News Scraper

News Scraper is a very simple web application built with Node JS that allows users to scrap news from url.

Features

  • Scrap data from news urls to get the content, title, and time of publish.
  • Media currently supported:
    • Tribunn News
    • Kompas
    • Liputan 6
    • Tempo
    • Suara
    • Jawa Pos
    • Merdeka
    • OkeZone
    • Sindo News
    • Kontan

Notes

  • Some news may not be well scraped
  • Some media content may contain extra spaces or tabs (not clean)

Tech

  • Node JS (Node v18 or above)

Package/Frameworks

  • Express JS (v4.18)

Getting Started

To get started with News Scraper, you will need to have Node JS installed on your computer.

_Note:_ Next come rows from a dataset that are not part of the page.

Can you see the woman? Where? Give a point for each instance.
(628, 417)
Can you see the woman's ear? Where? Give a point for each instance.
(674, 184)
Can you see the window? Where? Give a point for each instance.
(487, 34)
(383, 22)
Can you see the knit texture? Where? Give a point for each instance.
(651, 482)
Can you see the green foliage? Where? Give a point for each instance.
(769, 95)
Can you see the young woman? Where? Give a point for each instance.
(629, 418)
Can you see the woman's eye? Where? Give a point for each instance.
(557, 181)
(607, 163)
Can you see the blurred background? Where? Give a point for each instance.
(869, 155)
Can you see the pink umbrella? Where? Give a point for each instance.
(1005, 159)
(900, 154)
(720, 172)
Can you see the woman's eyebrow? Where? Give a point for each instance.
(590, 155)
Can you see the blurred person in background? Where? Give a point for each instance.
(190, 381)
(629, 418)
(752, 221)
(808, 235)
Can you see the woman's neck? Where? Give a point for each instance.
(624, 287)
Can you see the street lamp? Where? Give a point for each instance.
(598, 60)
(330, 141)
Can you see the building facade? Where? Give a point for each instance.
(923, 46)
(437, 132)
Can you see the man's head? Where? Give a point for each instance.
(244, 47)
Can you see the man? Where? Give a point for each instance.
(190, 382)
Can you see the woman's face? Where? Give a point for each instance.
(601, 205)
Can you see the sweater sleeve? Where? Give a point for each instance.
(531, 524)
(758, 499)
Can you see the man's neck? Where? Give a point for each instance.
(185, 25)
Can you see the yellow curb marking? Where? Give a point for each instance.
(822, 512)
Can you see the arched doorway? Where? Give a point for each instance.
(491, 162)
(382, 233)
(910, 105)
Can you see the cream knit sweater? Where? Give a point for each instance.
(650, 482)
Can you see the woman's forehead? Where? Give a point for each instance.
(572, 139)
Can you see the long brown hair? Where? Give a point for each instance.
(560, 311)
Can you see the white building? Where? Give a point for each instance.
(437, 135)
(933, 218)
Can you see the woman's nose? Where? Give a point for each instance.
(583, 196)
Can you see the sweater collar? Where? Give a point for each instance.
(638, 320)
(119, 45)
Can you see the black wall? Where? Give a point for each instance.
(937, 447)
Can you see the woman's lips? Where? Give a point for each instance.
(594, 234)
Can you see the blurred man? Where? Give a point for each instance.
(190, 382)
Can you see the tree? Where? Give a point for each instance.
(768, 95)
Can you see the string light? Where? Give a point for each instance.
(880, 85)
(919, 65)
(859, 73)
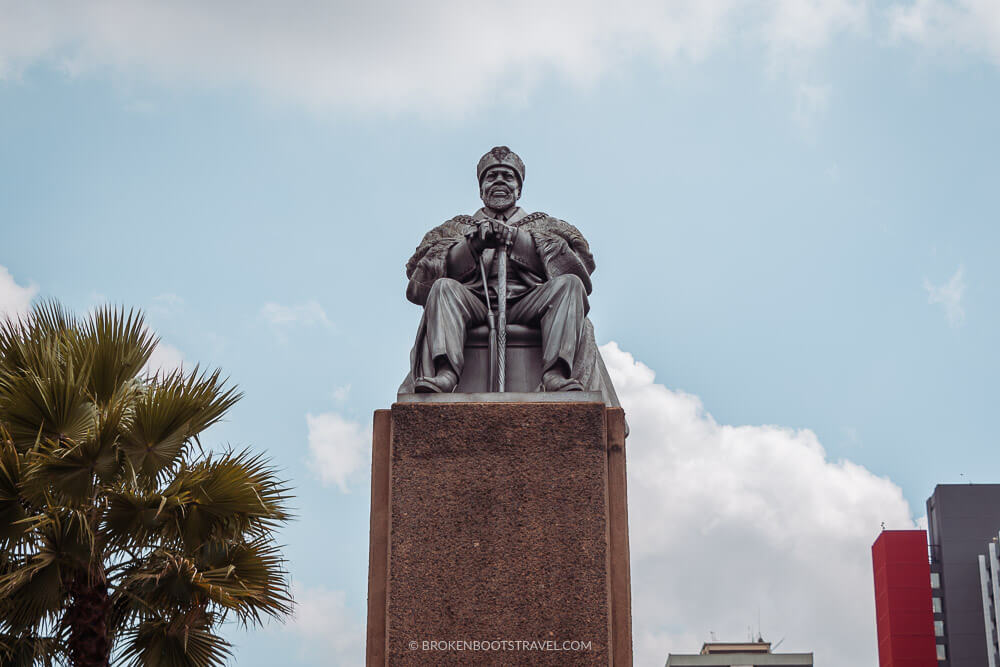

You can download Node JS from the official website: https://nodejs.org/

Once you have Node JS installed, follow these steps:

  • Clone the repository to your local machine using
git clone https://github.com/Alitindrawan24/news-scraper
  • Navigate to the project directory using the command line.
  • Install dependencies
npm install
  • Run the app using
npm run start

Endpoints

  • GET/ get welcome message
  • POST/scraps scrap url using parameter url in body

Test

You can test the app using command :

npm run test

What's Next ?

  • Fix any issue on scraping current media.
  • Search news by topic.
  • Build a minimal front-end that would be consuming this service.